SEC reviewing equity collateral rules for US sec lending
SEC officials are reconsidering rules which prevent institutional market participants from pledging and accepting equities as collateral in the US securities lending market.
Stocks have long been recognised as an acceptable form of collateral for years in European and Canadian markets. However, longstanding legal and regulatory barriers have barred US market participants from doing the same.
Speaking at the IMN Securities Finance conference in Florida this week, Theresa Hajost, special counsel at the SEC’s Division of Trading and Markets, said the agency is “working through” scenarios where such trades could take place, adding it was an “ongoing process”.
US securities lending industry groups, including the RMA, have previously urged the watchdog to consider a “coordinated approach” that would allow institutional participants in the US securities lending market to pledge and accept equities as collateral.

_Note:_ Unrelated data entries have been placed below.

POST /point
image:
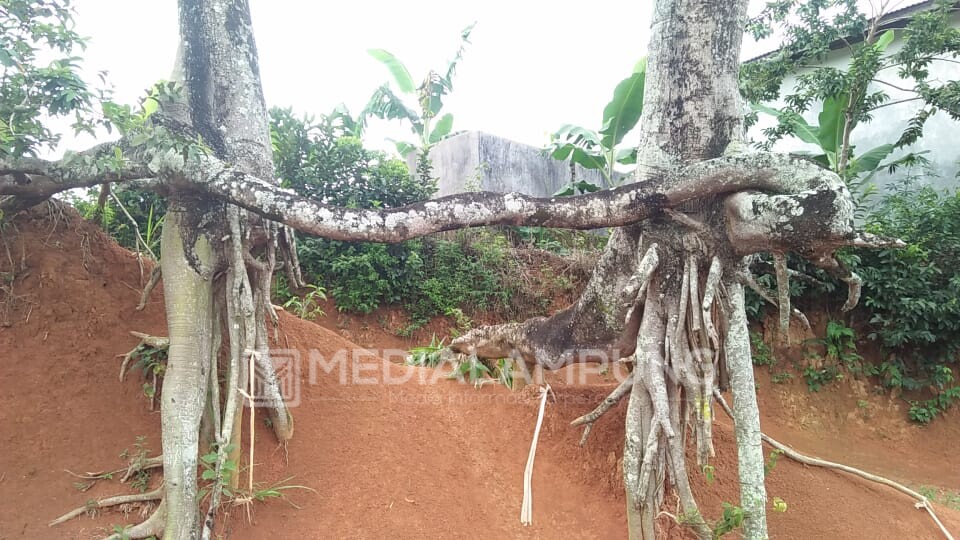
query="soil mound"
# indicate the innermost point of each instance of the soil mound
(389, 450)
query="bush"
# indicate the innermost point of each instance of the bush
(323, 160)
(913, 294)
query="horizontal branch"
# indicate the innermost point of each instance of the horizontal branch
(775, 190)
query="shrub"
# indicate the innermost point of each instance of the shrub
(912, 295)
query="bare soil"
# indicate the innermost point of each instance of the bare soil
(391, 450)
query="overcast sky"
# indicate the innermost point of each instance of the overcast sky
(532, 66)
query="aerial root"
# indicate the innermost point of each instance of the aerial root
(152, 527)
(588, 419)
(142, 464)
(106, 502)
(747, 279)
(783, 296)
(151, 284)
(922, 502)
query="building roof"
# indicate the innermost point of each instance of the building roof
(898, 18)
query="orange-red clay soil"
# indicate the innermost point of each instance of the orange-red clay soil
(409, 459)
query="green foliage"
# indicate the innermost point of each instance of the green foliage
(762, 353)
(849, 96)
(430, 277)
(818, 377)
(601, 150)
(145, 207)
(471, 370)
(208, 465)
(137, 457)
(771, 462)
(428, 355)
(730, 520)
(709, 473)
(913, 294)
(153, 364)
(308, 306)
(424, 117)
(324, 160)
(39, 74)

The trade body believes that such a change would benefit all market participants and help to reduce systemic risk in both normal and stressed environments.
It has also suggested that a move towards equity collateral would improve market liquidity, reduce borrowing costs for broker dealers and provide beneficial owners and agent lenders with another tool to manage risk in their lending programs.
Others in the industry, including major agent lenders, have previously pointed out that the acceptance of correlated collateral, particularly equities against equity collateral, enables beneficial owners to benefit from increased utilisations and spreads.
Speaking on the same panel as Hajost at the IMN this week, Andrea Aguiar, Morgan Stanley's executive director of bank resource management, added: “The rise of collateral trading techniques to optimise balance sheet usage supports the idea of using equities as collateral."